3 deer just ran past us on the street. At least I get to see some tail tonight
Now i know why people get high. I sat in the same chair for about 3 hours and the only thing i worried about was how far away my chinese food was.
she was carrying the quesadilla around the bar like a security blanket
I'm at work, still drunk. Can you turn on the radio? If the station goes off the air I passed out. Can't get fired. Haven't slept yet.
I drank entirely too much. My skin hurts to wear
I would personally love to see the surveillance video of me throwing my stuff inside, peeing on the sidewalk, then crying hysterically when I realized I locked myself out. Again.
It's end St Patricks day. I'm gonna need a leash. And a bib. And a rain check on anything considered dignifying.
It doesn't feel like real life when you open your hotel room door and the first person you see is wearing a rabbit costume. I'm too hungover for this.
In case you're wondering what eggs stolen from an elementary school's chicken coop taste like, delicious. Delicious is what they taste like.

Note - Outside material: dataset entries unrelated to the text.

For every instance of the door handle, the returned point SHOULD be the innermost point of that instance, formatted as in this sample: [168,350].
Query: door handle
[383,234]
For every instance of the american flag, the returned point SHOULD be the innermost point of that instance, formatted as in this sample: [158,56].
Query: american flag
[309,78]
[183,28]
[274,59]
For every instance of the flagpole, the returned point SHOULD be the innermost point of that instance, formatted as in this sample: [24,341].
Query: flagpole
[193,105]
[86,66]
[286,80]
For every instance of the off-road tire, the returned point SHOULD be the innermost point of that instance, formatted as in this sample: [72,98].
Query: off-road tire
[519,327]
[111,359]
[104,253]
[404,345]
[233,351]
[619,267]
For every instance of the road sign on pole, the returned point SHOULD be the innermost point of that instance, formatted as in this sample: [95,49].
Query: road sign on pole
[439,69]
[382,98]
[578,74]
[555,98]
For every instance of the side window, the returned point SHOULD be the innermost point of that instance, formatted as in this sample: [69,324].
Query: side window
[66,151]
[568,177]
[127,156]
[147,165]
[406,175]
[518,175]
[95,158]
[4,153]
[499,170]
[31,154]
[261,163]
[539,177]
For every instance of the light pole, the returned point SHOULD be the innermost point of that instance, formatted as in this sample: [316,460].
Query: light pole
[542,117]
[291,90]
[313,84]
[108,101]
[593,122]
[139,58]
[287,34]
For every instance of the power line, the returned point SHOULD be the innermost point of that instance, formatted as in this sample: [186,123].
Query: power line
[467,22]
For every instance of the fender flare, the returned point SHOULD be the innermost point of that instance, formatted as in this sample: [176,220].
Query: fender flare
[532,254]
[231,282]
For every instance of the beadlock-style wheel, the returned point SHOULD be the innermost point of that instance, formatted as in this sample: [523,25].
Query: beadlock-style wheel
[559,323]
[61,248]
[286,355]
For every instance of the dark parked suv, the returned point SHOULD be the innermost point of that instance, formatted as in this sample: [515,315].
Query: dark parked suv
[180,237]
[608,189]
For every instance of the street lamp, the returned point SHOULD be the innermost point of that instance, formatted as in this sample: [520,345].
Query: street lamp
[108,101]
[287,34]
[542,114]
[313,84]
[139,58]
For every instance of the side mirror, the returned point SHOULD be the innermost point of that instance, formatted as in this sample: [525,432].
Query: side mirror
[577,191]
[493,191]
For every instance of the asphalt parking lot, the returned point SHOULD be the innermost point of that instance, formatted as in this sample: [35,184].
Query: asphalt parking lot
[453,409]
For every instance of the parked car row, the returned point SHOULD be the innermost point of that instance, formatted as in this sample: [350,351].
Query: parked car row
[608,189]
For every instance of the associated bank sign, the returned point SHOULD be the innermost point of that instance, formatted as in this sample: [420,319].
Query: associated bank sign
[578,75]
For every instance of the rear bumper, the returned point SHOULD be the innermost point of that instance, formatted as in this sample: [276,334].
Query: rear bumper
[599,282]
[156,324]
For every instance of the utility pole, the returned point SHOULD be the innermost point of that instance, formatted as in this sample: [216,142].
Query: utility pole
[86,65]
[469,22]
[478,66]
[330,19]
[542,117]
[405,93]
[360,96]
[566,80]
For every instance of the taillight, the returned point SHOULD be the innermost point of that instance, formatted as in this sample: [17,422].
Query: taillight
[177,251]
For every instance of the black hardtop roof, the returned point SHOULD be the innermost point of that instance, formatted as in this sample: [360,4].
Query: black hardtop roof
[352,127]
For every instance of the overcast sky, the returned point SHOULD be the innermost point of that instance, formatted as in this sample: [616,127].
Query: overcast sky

I resisted the urge to announce that it looks like a big crystal butt plug
I opened a bud lite with a fencing sword last night. Yeah you banged that guy.
Haha no we did it on his bed. Then rolled off into the bean bag. It was a strangely athletic performance on my behalf.
all his sexual metaphors involve condiments, should I worry?
Side piece definitely knows about my GF. Said it was sexy when I go commando, then left me pantsless in the club bathroom
I might be getting fired on this week so the only option i see for tonight is to get smashed and have an orgy. actually this idea might explain why i'm not an ideal employee.